Una volta decisa la nomina durante la convention, solo il candidato può scegliere di ritirarsi. Il partito non può farlo. Il partito potrebbe cambiare idea sul suo candidato, ma se Biden rifiuta di fare marcia indietro, non c’è molto che possano fare se non esercitargli un’estrema pressione.
Biden potrebbe essere rimosso dichiarandolo non idoneo. Johnson, il presidente repubblicano della Camera dei rappresentanti, ha affermato che i membri del gabinetto del presidente Biden dovrebbero prendere in considerazione l'utilizzo del 25° emendamento alla Costituzione per rimuovere Biden dall'incarico.
L'Articolo 2, Sezione 1 della Costituzione degli Stati Uniti d'America (Costituzione) già prevedeva che in caso di destituzione del Presidente, morte, dimissioni o incapacità di esercitare i poteri e i doveri della carica, l'assolvimento della carica i poteri ed i compiti di tale carica spettano al Vice Presidente. Ciò è stato confermato dal 20° emendamento della Costituzione.
Il 25° emendamento della Costituzione, entrato in vigore nel 1967, è destinato a regolamentare cosa si dovrebbe fare se la carica di presidente o vicepresidente diventa vacante prima della fine del mandato. Secondo questo emendamento, se il presidente diventa inabile (ad esempio, nel caso di Joe Biden, a causa del suo stato mentale) a ricoprire la carica di presidente, ci sono due possibilità:
Secondo l'articolo 3 dell'emendamento, se il Presidente invia una dichiarazione scritta al Presidente del Senato e alla Camera dei Rappresentanti in cui dichiara di non essere in grado di esercitare i poteri e i doveri derivanti dal suo ufficio, purché non invii loro una dichiarazione scritta contraria, il Vice Presidente esercita le funzioni di Presidente ad interim tali poteri e doveri. Ai sensi dell'articolo 4 dell'emendamento, se il vicepresidente e la maggioranza del governo o un altro organo stabilito dalla legge dal Congresso notificano per iscritto al presidente del Senato e alla Camera dei Rappresentanti che il presidente non è in grado di esercitare i poteri e doveri derivanti dalla sua carica, il vicepresidente assume immediatamente dalla sua carica i poteri e i doveri derivanti dalla carica di presidente ad interim.

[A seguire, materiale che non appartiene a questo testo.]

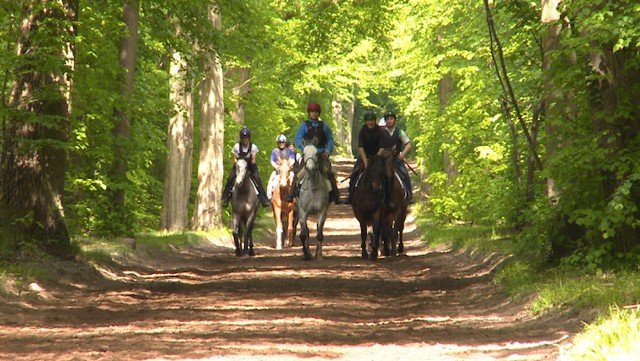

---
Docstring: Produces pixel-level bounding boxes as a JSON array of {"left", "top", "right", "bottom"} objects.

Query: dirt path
[{"left": 0, "top": 159, "right": 579, "bottom": 361}]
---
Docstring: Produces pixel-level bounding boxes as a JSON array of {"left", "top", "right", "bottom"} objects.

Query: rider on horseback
[
  {"left": 267, "top": 134, "right": 296, "bottom": 199},
  {"left": 222, "top": 127, "right": 271, "bottom": 207},
  {"left": 379, "top": 112, "right": 413, "bottom": 203},
  {"left": 344, "top": 112, "right": 390, "bottom": 204},
  {"left": 287, "top": 103, "right": 340, "bottom": 204}
]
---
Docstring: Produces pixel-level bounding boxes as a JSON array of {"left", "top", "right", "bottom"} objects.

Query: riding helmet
[
  {"left": 364, "top": 111, "right": 376, "bottom": 122},
  {"left": 240, "top": 127, "right": 251, "bottom": 139},
  {"left": 384, "top": 112, "right": 397, "bottom": 120},
  {"left": 307, "top": 102, "right": 320, "bottom": 113}
]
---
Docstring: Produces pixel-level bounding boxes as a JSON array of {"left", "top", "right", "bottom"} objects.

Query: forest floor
[{"left": 0, "top": 162, "right": 582, "bottom": 361}]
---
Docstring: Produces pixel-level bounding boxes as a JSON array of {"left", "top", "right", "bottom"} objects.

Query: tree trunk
[
  {"left": 344, "top": 96, "right": 358, "bottom": 156},
  {"left": 0, "top": 0, "right": 78, "bottom": 257},
  {"left": 231, "top": 67, "right": 251, "bottom": 125},
  {"left": 331, "top": 99, "right": 348, "bottom": 144},
  {"left": 541, "top": 0, "right": 564, "bottom": 203},
  {"left": 438, "top": 74, "right": 458, "bottom": 187},
  {"left": 191, "top": 7, "right": 224, "bottom": 231},
  {"left": 588, "top": 42, "right": 640, "bottom": 253},
  {"left": 110, "top": 0, "right": 138, "bottom": 233},
  {"left": 160, "top": 52, "right": 193, "bottom": 231}
]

Dopo il caso di cui all'articolo 4, se il Presidente dichiara per iscritto al Presidente del Senato e della Camera dei Rappresentanti che gli elementi che lo ostacolavano nel suo ufficio sono venuti meno, il Presidente continua i suoi poteri e le sue funzioni ufficiali, a meno che il Vicepresidente e la maggioranza del governo o il Congresso, un altro organismo definito dalla legge, comunicano entro quattro giorni per iscritto al Presidente del Senato e della Camera dei Rappresentanti che il Presidente non è in grado di esercitare i suoi poteri e doveri ufficiali. Successivamente il Congresso deciderà sulla questione e a tale scopo si riunirà entro quarantotto ore se non è in sessione.
Se il Congresso, entro ventuno giorni dalla ricezione di quest'ultima dichiarazione scritta, o se il Congresso non è in sessione, entro ventuno giorni dalla convocazione del Congresso, determina con un voto di due terzi di entrambe le Camere che il Presidente non è in grado di esercitare i poteri e i doveri derivanti dal suo incarico, il Vicepresidente continuerà a provvedervi in qualità di Presidente ad interim; in caso contrario, il presidente continua ad esercitare i poteri e i doveri derivanti dal suo ufficio.